BigQuery now supports a slightly different way of fixing the invalid geometries. Rather than using ST_MakeValid
function, you need to do it at ingestion time, when converting WKT
or GeoJson
to a Geography
object. ST_GeogFromText
and ST_GeogFromGeoJson
added new parameter make_valid
. Similar to planar
, it is a named argument and should be passed as
ST_GeogFromText(wkt, make_valid => TRUE)
ST_GeogFromGeoJson(geojson, make_valid => TRUE)
You can also combine make_valid
and planar
, e.g.
ST_GeogFromText(wkt, make_valid => TRUE, planar => TRUE)
Note that when faced with invalid geometry, make_valid has to make a guess about what the invalid input was supposed to mean. That’s because a valid geometry has a single interpretation determined by OGC / ISO standard, but invalid one is often ambiguous. The heuristics used to make this guess and fix the geometry may also change in future.
Thus it is always a good idea to manually inspect the result of the conversion and visually examine if BigQuery’s interpretation of the input matches the expectations. A simple workflow for this is to run a query like below to see geometries that cannot be ingested directly and compare with the result of fixing them using make_valid
option:
SELECT
geojson AS original_geojson,
ST_AsGeoJson(ST_GeogFromGeoJson(geojson, make_valid => TRUE))
AS make_valid_geojson
FROM my_dataset.my_table
WHERE geojson is NOT NULL AND
SAFE.ST_GeogFromGeoJson(geojson) IS NULL
Here, we are filtering rows where “regular” ST_GeogFromGeoJson
fails — WHERE SAFE.ST_GeogFromGeoJson(geojson) IS NULL
, then fix the geometry using make_valid => TRUE
option. This gives us pairs of original and valid geojson, which we can then examine row by row and verify whether the conversion is OK.
One final word: the make_valid
option is currently in beta stage, and we like feedback about anything that worked / did not work. On StackOverflow, BQGIS tags are [google-bigquery]
and [gis]
(link to ask question), and we have public bug trackers as well (link to open BQGIS bug).
Update: the feature has reached General Availability.
Let’s use it!
Let’s repeat our last exercise of uploading San Francisco zoning dataset. Again, we download it as CSV file, upload to BigQuery with automatic schema detection (I used a table named tmp.sfzoning
). This gives us a table with column the_geom
of type STRING.
We could not ingest it last time, as a few geometries are not valid there. But now it is easy.
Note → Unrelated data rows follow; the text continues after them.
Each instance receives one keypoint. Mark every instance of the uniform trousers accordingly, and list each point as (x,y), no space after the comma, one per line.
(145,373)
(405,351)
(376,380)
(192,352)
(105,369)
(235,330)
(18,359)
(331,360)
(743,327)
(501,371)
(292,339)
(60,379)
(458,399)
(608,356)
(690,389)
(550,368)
First, let’s inspect invalid polygons, and validate fixes:
SELECT
rand() color, -- to randomly color polygons in GeoViz
the_geom original,
st_geogfromtext(the_geom, planar => TRUE, make_valid => TRUE) geom
FROM `tmp.sfzoning`
where safe.st_geogfromtext(the_geom, planar => TRUE) is null
Note I also used planar => TRUE
option. It probably does not matter for San Francisco, as the difference between planar and spherical edges is small at such scale. But since data most likely comes from planar system, it is a good habit to use this option too. I’ve also added rand()
column to randomly color the resulting polygons, and be able to distinguish them.
BigQuery GeoViz cannot show invalid geometry, so we’ll use third party tools. Wicket seems to work great here. Let’s examine original data, which looks like
I was also able to find the “spike” that made BigQuery unhappy:
The converted geography looks correct in GeoViz:
You cannot see it here, but the problematic “spike” was converted to a hole, to make this geography valid. Similarly, you should inspect other converted polygons. Looks good, let’s convert our temporary table to the final one:
CREATE TABLE my_dataset.sfzoning AS
SELECT
* EXCEPT(the_geom),
st_geogfromtext(the_geom, planar => TRUE, make_valid => TRUE) geom
FROM `tmp.sfzoning`